19. The method according to any one of claims 16 to 18, wherein the PDE4 activity assay further comprises contacting the PDE4 polypeptide with a positive control agent known to inhibit PDE4 activity.

20. The method according to claim 19, wherein the positive control agent is selected from the group consisting of: AN2728, drotaverine, ibudilast, irsogladine, piclamilast, roflumilast, rolipram, theophylline, apremilast, and any combination thereof.

21 . The method according to any one of claims 16 to 20, wherein the candidate agent is a small molecule.

22. The method according to any one of claims 16 to 21 , wherein the PDE4 polypeptide is PDE4A, PDE4B, PDE4C, or PDE4D.

23. The method according to claim 22, wherein the PDE4 polypeptide is PDE4B.

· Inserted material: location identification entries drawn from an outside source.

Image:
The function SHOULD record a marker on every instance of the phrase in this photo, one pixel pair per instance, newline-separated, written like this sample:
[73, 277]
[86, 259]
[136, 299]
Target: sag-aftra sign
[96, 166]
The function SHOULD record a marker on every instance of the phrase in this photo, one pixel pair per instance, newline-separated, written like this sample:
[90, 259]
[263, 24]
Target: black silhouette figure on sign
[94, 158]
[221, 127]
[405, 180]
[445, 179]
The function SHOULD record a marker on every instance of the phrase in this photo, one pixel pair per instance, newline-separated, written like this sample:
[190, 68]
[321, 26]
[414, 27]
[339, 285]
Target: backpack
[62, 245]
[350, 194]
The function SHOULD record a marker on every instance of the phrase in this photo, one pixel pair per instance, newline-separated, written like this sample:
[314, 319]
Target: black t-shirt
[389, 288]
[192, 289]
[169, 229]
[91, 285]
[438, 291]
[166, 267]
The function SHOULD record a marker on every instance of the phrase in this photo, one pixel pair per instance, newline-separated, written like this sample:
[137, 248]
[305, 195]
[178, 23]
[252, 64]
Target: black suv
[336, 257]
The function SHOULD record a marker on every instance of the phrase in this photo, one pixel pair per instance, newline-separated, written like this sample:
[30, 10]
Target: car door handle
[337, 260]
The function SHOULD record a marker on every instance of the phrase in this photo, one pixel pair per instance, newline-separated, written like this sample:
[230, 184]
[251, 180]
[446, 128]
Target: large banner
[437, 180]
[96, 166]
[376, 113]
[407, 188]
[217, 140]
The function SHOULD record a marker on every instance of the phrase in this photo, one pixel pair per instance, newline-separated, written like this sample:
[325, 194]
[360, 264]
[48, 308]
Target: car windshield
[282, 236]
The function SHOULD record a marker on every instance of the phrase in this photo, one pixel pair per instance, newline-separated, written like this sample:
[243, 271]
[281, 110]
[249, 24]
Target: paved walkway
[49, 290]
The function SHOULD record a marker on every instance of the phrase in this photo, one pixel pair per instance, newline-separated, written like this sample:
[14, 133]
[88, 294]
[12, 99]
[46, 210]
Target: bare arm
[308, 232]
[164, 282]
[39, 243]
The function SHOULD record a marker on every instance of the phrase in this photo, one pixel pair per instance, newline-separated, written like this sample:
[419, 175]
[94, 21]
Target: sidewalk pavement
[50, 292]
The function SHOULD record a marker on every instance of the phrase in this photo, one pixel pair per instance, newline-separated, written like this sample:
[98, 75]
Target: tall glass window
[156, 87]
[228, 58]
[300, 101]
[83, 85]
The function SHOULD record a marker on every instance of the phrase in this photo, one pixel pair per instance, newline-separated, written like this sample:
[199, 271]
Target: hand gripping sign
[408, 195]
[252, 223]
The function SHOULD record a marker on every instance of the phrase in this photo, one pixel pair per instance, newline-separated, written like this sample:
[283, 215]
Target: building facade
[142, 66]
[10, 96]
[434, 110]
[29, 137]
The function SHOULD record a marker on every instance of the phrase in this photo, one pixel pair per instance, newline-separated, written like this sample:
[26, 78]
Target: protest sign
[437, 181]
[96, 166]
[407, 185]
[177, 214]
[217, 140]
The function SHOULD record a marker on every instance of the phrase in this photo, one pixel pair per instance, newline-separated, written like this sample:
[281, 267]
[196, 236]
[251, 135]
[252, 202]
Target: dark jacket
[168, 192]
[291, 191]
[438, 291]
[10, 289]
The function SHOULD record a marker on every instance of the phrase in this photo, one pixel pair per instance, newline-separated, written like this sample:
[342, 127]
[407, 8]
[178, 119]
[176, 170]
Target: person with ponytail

24. The method according to any one of claims 16 to 23, further comprising, when the candidate agent is determined to inhibit activity of the PED4 polypeptide, determining whether the candidate agent exhibits selective inhibition among PDE4A, PDE4B, PDE4C, and PDE4D.

25. A pharmaceutical composition comprising an anti-epileptic agent identified by the method according to any one of claims 16 to 24.

26. A method comprising administering to an individual having epilepsy a

therapeutically effective amount of anti-epileptic agent identified by the method according to any one of claims 16 to 24.